The redoubtable Metropolitan Opera of New York has done it again!  A carefully crafted and finely balanced production of one of Giacomo Puccini’s twelve operas, Manon Lescault, a work in four acts composed in 1893, was offered for one night only on March 9, 2016 and shown simultaneously in 1,400 movie theaters in 50 countries throughout the world.  It was an operatic gem not to be missed.

Puccini’s tragic love story is based on the 1731 novel L’histoire du chavalier des Grieux et de Manon Lescaut by Abbé Prévos.  In 1884, a French composer by the name of Jules Massanet had written an opera titled Manon, and although based on the same novel, it has never reached the international acclaim as has Puccini’s work.  In addition, another French composer by the name of Daniel Auber had also written an opera on the same subject with the title Manon Lascaut in 1883, but like Massanet’s work, it too is considered to be inferior to Puccini’s enduring composition.

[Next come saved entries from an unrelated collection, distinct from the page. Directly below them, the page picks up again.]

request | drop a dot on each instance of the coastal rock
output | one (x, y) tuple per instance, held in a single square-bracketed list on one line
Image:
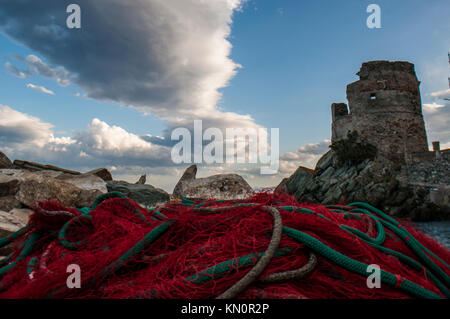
[(85, 182), (8, 203), (9, 223), (222, 186), (395, 190), (188, 175), (142, 179), (145, 195), (5, 162), (69, 190)]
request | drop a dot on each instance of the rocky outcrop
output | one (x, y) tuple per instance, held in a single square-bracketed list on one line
[(381, 184), (223, 186), (142, 180), (24, 187), (145, 195), (188, 175), (5, 161)]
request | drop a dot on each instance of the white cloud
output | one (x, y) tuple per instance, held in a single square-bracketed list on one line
[(19, 128), (443, 95), (14, 70), (178, 63), (40, 88)]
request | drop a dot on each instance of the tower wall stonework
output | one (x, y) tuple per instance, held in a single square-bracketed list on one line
[(385, 109)]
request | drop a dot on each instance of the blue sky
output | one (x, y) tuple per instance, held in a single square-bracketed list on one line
[(281, 62)]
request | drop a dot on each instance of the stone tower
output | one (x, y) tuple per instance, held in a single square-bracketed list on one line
[(385, 109)]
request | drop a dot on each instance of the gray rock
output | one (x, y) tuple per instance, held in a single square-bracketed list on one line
[(327, 173), (69, 190), (222, 186), (146, 195), (9, 224), (8, 203), (142, 180), (5, 162), (189, 174)]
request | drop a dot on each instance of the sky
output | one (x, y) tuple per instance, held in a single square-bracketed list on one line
[(110, 93)]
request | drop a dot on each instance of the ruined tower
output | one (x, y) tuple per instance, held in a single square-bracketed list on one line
[(385, 108)]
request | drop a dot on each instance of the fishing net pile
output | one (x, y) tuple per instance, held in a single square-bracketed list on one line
[(267, 246)]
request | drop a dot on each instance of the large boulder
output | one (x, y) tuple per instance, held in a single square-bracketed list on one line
[(69, 190), (222, 186), (145, 195), (5, 161), (382, 184), (11, 222)]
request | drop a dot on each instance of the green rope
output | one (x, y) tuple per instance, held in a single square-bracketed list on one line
[(142, 245), (409, 240), (356, 266), (26, 251), (11, 237), (226, 266), (32, 264)]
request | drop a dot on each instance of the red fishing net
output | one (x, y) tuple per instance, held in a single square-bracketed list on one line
[(197, 240)]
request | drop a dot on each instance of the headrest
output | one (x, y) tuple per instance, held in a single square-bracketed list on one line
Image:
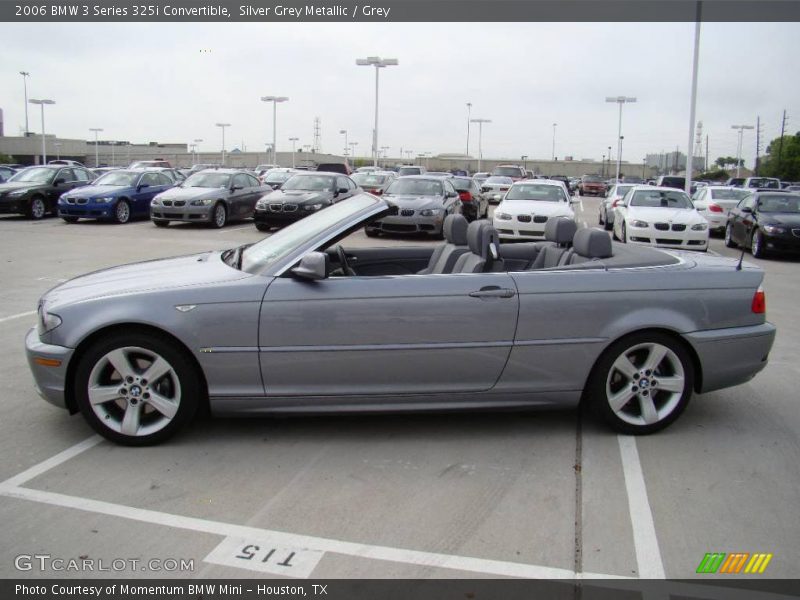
[(592, 243), (482, 239), (455, 230), (560, 230)]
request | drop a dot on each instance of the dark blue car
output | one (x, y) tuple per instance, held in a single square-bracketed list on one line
[(117, 196)]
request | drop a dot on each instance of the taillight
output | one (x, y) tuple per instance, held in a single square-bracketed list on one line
[(759, 305)]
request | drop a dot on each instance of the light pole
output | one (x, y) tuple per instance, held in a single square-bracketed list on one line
[(293, 140), (619, 100), (379, 63), (25, 76), (223, 126), (480, 123), (274, 100), (41, 103), (741, 129), (96, 157)]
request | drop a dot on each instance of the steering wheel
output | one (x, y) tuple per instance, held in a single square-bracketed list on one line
[(343, 264)]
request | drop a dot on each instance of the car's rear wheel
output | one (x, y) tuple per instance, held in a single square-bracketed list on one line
[(136, 389), (641, 383)]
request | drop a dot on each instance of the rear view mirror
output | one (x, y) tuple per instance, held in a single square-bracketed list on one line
[(313, 266)]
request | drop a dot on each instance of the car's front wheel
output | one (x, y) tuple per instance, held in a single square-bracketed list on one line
[(136, 389), (641, 383)]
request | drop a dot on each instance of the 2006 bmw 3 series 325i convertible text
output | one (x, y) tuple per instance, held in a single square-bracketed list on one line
[(298, 324)]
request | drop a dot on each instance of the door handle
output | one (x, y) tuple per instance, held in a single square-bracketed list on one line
[(493, 291)]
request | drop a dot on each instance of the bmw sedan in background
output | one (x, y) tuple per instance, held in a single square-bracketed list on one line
[(117, 196), (764, 222), (423, 203), (527, 206), (660, 216), (212, 197), (303, 194)]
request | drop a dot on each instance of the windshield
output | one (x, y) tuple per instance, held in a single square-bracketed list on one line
[(35, 175), (416, 187), (536, 191), (208, 180), (309, 183), (281, 244), (118, 178), (661, 199), (786, 203)]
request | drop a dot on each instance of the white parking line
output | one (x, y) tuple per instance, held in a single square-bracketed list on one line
[(645, 542)]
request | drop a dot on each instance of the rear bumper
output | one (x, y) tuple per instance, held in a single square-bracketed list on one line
[(731, 356)]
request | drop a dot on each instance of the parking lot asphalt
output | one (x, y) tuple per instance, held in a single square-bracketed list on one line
[(548, 494)]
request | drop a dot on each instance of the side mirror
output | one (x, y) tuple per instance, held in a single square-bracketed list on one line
[(313, 266)]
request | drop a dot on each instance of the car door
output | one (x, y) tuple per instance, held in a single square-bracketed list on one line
[(389, 335)]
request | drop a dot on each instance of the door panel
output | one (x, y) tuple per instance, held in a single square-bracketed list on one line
[(385, 335)]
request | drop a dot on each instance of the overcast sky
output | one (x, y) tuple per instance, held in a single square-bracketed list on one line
[(151, 82)]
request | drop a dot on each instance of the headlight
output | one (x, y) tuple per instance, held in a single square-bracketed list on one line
[(430, 212), (46, 321)]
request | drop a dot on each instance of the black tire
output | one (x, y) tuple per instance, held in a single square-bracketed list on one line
[(729, 241), (189, 390), (122, 212), (630, 418)]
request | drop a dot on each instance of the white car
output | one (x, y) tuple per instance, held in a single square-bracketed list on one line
[(660, 216), (526, 207)]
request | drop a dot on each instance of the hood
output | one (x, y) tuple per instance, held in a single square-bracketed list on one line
[(665, 215), (415, 202), (169, 273)]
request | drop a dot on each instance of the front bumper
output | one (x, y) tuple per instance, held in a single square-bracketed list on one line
[(48, 381)]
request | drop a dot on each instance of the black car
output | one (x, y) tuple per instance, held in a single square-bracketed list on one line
[(301, 195), (765, 221), (34, 191), (473, 203)]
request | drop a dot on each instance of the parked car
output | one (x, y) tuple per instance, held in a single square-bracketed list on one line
[(299, 323), (211, 197), (613, 198), (301, 195), (495, 187), (116, 196), (765, 222), (474, 204), (528, 205), (374, 182), (422, 203), (660, 216), (34, 191), (714, 202), (592, 184)]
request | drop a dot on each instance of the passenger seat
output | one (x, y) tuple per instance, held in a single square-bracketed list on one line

The story deals with the urgency of young love and is the tragic tale of a beautiful young woman, Manon, who is ultimately destroyed by her conflicting needs for erotic love and a life of opulence and luxury.  She is obsessively pursued by her young lover des Geieux for whom she yearns while being held captive by Gerona, a wealthy old lech who offers her a loveless life of luxury she willingly accepts.  In the end, this conflict of desire leads to her loss of riches, love, and finally life itself.

Puccini’s Manon Lescaut premiered February 1, 1893 at Teatro Regio in Turin.  It was Puccini’s third opera and his first great success.  It was first performed in New York at the Metropolitan Opera on January 18, 1907 in the presence of the composer himself with Enrico Caruso in the role of des Grieux and legendary Arturo Toscanini conducting.

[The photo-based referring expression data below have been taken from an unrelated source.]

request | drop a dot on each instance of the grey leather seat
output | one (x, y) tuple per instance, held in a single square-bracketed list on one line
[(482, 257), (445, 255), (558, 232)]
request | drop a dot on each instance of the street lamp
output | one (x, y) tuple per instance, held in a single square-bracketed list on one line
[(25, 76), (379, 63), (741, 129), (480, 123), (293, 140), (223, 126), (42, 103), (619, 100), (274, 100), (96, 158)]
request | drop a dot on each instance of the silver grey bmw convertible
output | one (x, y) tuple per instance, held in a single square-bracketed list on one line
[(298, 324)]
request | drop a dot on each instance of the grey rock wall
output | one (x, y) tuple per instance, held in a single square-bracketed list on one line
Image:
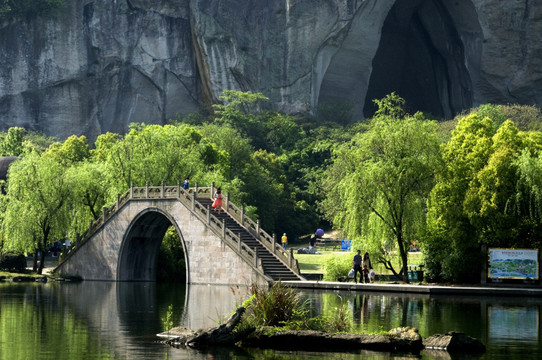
[(101, 64)]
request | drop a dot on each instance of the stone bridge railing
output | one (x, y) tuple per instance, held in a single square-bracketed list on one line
[(188, 198)]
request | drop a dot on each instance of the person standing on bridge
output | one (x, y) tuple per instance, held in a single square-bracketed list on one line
[(217, 203)]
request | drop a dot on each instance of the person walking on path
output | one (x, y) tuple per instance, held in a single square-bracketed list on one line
[(356, 265), (367, 261), (217, 203)]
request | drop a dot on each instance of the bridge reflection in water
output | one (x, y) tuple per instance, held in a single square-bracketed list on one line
[(96, 320)]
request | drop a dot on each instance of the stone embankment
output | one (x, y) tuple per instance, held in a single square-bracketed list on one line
[(402, 340)]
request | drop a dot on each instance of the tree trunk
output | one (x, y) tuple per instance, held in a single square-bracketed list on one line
[(404, 258), (35, 261), (42, 261)]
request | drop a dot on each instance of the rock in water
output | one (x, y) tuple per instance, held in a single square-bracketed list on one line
[(454, 342)]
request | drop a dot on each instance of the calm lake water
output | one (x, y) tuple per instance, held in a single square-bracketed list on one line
[(102, 320)]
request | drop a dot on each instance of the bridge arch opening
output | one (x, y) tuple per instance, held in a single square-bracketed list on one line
[(426, 50), (139, 253)]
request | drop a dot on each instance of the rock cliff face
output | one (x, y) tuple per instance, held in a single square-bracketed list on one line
[(99, 65)]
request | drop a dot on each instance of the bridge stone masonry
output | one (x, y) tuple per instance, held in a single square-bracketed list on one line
[(227, 248)]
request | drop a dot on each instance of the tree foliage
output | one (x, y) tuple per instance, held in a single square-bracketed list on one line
[(383, 177), (484, 195), (10, 9), (36, 206)]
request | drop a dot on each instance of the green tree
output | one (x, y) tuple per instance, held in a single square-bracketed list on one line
[(384, 174), (36, 212), (483, 196), (12, 144)]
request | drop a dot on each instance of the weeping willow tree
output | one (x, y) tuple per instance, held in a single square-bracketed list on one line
[(379, 181)]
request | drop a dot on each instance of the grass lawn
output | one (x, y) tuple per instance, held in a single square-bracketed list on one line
[(315, 262)]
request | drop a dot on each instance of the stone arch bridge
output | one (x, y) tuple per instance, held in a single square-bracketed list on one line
[(226, 248)]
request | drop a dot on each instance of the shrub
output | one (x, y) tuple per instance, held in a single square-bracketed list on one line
[(13, 262), (336, 267), (273, 306)]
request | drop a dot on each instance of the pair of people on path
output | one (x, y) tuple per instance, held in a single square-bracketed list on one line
[(363, 266)]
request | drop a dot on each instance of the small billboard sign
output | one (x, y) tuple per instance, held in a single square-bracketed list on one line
[(513, 264)]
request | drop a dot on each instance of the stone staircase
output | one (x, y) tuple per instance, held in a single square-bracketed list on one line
[(272, 265)]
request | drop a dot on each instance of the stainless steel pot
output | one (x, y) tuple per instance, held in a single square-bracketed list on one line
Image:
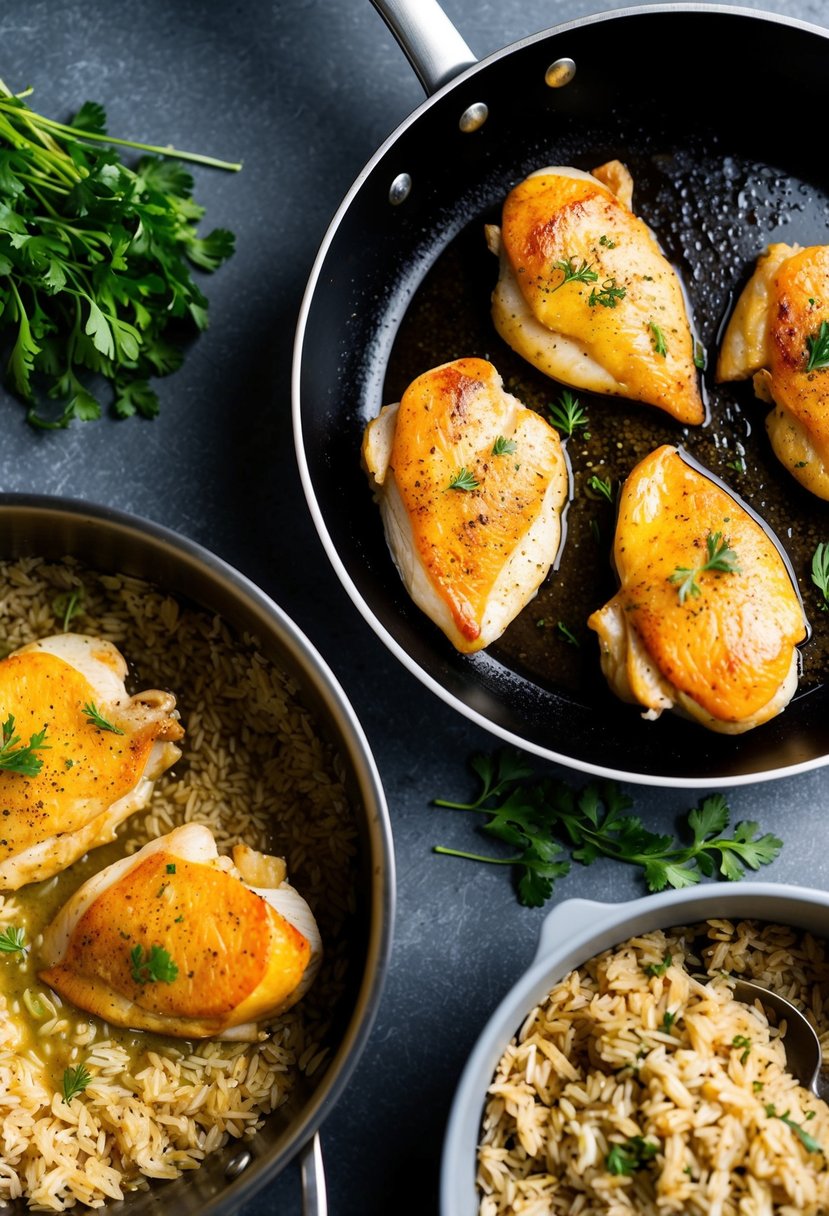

Puccini’s next work following Manon Lescaut was La Bohéme which premiered in Turin in 1896, conducted also by Arturo Toscanini and remains one of the most popular operas ever written.  Puccini’s next work after La Bohéme was Tosca (1900) followed by Madama Butterfly which premiered at La Scala in 1904.

This latest Metropolitan Opera production of Manon Lescaut, brilliantly staged by the incomparable Sir Richard Eyre, was wonderfully accessible in a crisp, clean modern style, set as it was in 1941 Nazi-occupied France;  it was magnificently balanced, melding voice, orchestra, costume and set design into one unified organic whole.  The compact cast was perfect, featuring soprano Kristine Opolais in the title role and tenor Roberto Alagna as her distraught  lover des Grieux. The leads were ably complimented by baritone Massimo Cavalletti as Manon’s protective brother Lescaut, and the ever-villainous bass Brindley Sherratt as the lecherous old Gerona.  The Met’s Principal Conductor Fabio Luisi expertly lead the stirring score.

This was a production not to be missed and through the unfailing production expertise  of Fathom Events, it was made available to be enjoyed by audiences world-wide.